Ekses lainnya, tak ada lagi orang yang bekerja di sektor agraris. Padahal, pangan disebut bakal menjadi isu strategis dunia pada masa mendatang mengingat semakin sempitnya lahan pertanian. Dengan kata lain, tak perlu menghilangkan karakteristik kita sebagai negara agraris. Karena ke depan, siapa yang menguasai pangan akan memiliki kekuatan di dunia.
Presiden Jokowi sudah menyampaikan janji untuk lebih peduli terhadap masyarakat perdesaan. Penting bagi kita untuk terus mengawal janji ini, untuk terus meningkatkan kesejahteraan saudara-saudara kita yang ada di perdesaan dan kawasan marginal.
Pembangunan infrastruktur memang menjadi kunci karena saat ini banyak desa yang terisolasi. Tak hanya tidak memiliki akses transportasi yang memadai, tapi juga mereka belum merasakan listrik sebagai fasilitas yang bisa digunakan selama 24 jam.

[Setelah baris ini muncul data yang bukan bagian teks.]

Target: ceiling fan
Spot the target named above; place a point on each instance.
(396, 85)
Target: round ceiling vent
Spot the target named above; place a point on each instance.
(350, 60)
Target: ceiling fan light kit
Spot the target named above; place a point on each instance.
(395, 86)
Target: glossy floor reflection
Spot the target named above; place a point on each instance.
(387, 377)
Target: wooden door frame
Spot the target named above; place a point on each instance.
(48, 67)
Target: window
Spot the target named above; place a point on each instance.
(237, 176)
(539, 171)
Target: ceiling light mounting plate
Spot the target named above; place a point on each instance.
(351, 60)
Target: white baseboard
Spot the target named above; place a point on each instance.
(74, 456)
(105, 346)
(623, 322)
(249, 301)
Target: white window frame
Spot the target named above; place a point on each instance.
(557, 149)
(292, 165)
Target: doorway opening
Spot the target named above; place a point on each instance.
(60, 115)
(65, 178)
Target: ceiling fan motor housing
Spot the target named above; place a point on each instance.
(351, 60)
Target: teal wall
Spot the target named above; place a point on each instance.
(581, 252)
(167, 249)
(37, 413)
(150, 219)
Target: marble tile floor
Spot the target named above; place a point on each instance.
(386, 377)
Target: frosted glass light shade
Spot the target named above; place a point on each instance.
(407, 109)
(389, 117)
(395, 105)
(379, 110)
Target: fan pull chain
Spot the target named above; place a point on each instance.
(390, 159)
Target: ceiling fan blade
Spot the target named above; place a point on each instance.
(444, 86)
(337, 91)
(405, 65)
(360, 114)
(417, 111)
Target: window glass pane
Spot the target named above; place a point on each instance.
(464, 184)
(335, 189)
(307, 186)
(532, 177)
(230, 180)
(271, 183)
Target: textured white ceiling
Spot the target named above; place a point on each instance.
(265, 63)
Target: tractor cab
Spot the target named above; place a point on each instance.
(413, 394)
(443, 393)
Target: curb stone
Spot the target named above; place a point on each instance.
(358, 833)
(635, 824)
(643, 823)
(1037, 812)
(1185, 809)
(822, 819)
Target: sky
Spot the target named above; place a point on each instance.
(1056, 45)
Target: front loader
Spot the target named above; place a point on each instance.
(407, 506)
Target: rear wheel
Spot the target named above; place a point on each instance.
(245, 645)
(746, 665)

Padahal, jika saja dua elemen dasar ini bisa dipenuhi secara merata oleh seluruh rakyat nusantara, bisa dipastikan bahwa masyarakat perdesaan akan menciptakan potensi-potensi lain yang selama ini tidak terpikirkan. Bahwa potensi-potensi itu akan menjadi elemen penting untuk mengatasi masalah kemiskinan di Indonesia.